"I spent my first summer as a farmer in a tent yonder, and in several ways it was the happiest one I've ever known. I couldn't cook, and as a rule when I unyoked my oxen after the day's work I was too played out to light a fire. I lived on messes that would probably kill me now, and my clothes went to bits before the summer was half-way through, but I was bubbling over with aspirations and a whole-hearted optimism then. I had scarcely a dollar, but I had what seemed better—an unwavering belief in the future. It was just as good then to lie down, healthily tired, and listen to the little leaves whispering in the cool of the dusk as it was to get up with the dawn without a care, fit and ready for what must be done."

"Oh, yes," assented Thorne, "I know. They never cast a stove in a foundry that would give you the same warmth as the red fire in the birch bluff, and the finest tea that goes to Russia wouldn't taste as good as what you drink flavored with wood smoke out of a blackened can. Then there's the empty prairie with the long trail leading on to something you feel will be better still beyond the horizon. Silence, space, liberty. How they get hold of you!"

"Then, what do you expect instead of them when you give them up?"

"It strikes me that you should be able to tell me."

Hunter smiled in a rather weary fashion and glanced back toward his house.

"Well," he said, "I've a place that's generally supposed to be the smartest one within sixty miles, and some status in the country, whatever it may be worth—my wife sees to that. The Grits would make me a leader if I cared for politics."

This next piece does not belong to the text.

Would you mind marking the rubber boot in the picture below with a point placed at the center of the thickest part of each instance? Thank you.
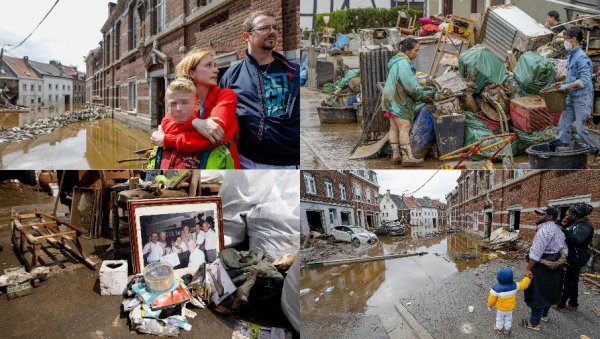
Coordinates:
(396, 154)
(407, 158)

"Then why don't you? Your wife would like it."

"I think you ought to know. We both escaped from the cities, and while you drive your wagon I follow the plow. Men like you and I have nothing to do with wire-pullers' tricks, juggling committees, and shouting crowds. It's my part to make a little more wheat grow."

Thorne looked at him with a thoughtful face.

"I wonder," he said, "why you want to prevent me from doing the same?"